Creative campaign tackles water wastage

Article image - Creative campaign tackles water wastage

A creative promotional campaign and accompanying app developed by Cairns Regional Council is curbing water usage in the region.

Tropical plants and flowers are breaking into song to educate Cairns residents about outdoor water use.

The ‘Thrive’ advertising campaign was rolled out last month as part of Cairns Regional Council’s strategy to reduce water demand.

The television commercials feature ‘Ginger’ and her back-up singers belting out a rendition of the Gloria Gaynor hit ‘I Will Survive’, spreading the message that plants can thrive “in the wet and in the dry” without excessive watering.

The commercials have been accompanied by print ads, bus displays, billboards and social media content.

Cairns Mayor Bob Manning said ‘Thrive’ followed on from the successful ‘Green Sponge’ campaign and would be backed up by an informative website and mobile app.

“The previous campaign has been running for a decade and a lot has changed in that time,” said the Mayor. “The Thrive campaign specifically targets water use in the garden, as that is where a lot of water wastage occurs.

“People often underestimate just how resilient native plants, in particular, are to the changing seasons.

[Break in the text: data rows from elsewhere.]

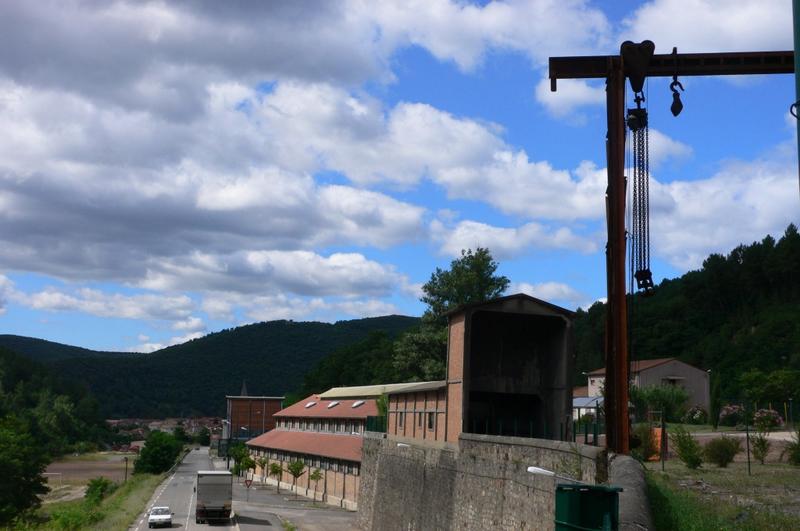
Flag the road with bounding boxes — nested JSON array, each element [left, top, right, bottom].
[[132, 447, 241, 531], [132, 447, 356, 530]]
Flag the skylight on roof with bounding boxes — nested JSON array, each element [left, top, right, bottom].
[[304, 401, 316, 409], [352, 400, 365, 408], [327, 401, 340, 409]]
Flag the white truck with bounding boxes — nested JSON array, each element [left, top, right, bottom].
[[195, 470, 233, 524]]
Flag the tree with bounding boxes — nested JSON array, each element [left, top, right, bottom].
[[257, 457, 269, 482], [308, 469, 323, 500], [133, 431, 181, 474], [194, 427, 210, 446], [392, 248, 508, 381], [0, 416, 50, 525], [286, 460, 306, 499], [236, 455, 255, 478], [269, 462, 283, 493], [420, 248, 509, 326], [173, 425, 189, 444]]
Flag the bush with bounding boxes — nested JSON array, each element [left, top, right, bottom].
[[629, 385, 689, 422], [681, 405, 708, 425], [669, 425, 703, 469], [751, 432, 770, 465], [630, 423, 658, 462], [717, 404, 746, 427], [753, 409, 783, 431], [704, 436, 741, 467], [782, 428, 800, 466], [84, 477, 116, 506], [133, 431, 181, 474]]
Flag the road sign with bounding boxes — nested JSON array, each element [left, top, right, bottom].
[[245, 479, 252, 488]]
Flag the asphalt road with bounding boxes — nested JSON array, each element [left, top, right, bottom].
[[132, 447, 356, 531], [132, 447, 238, 531]]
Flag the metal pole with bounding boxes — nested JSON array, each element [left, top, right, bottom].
[[660, 416, 666, 472], [605, 56, 630, 454], [793, 0, 800, 193], [124, 457, 128, 483], [745, 418, 752, 476]]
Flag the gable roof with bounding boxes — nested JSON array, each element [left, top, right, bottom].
[[320, 382, 441, 399], [246, 430, 362, 462], [445, 293, 575, 319], [586, 357, 678, 376], [274, 394, 377, 419]]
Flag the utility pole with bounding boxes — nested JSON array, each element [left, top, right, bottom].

In most cases, they need less watering than you would think.

“The mobile app will help people work out how much water their garden really needs and to choose plants that are less reliant on watering.”

The campaign stems from the recommendations of the Cairns Water Security Advisory Group, which was formed in 2014 to investigate options for increased water supply and better water management.
The group provided a series of recommendations based on short, medium and long-term actions, including the implementation of a Water Demand Strategy.

“On average, Cairns’ daily water consumption is nearly 420 litres per person,” Cr Manning said.

“We are aiming to reduce that by 10 percent over 10 years.
“In order to achieve this, we are working with commercial premises to reduce their water consumption and we’re auditing our own infrastructure to identify leaks and wastage, as well as taking the ‘Thrive’ message to households.”

A leak detection program earlier this year assessed more than 700kms of water mains and located 95 leaks in Council infrastructure and a further 67 leaks on private property.

“Council was able to act immediately to make repairs and we estimate that this will save about 90 megalitres of water over the course of a year.”

The rollout of a smart meter pilot program next year will further assist in identifying leaks and will allow residents to better monitor their water use.

“There are little things that all of us can do every day to reduce water wastage; if we can accurately track our water usage, we’re likely to be more thoughtful about how much we use.”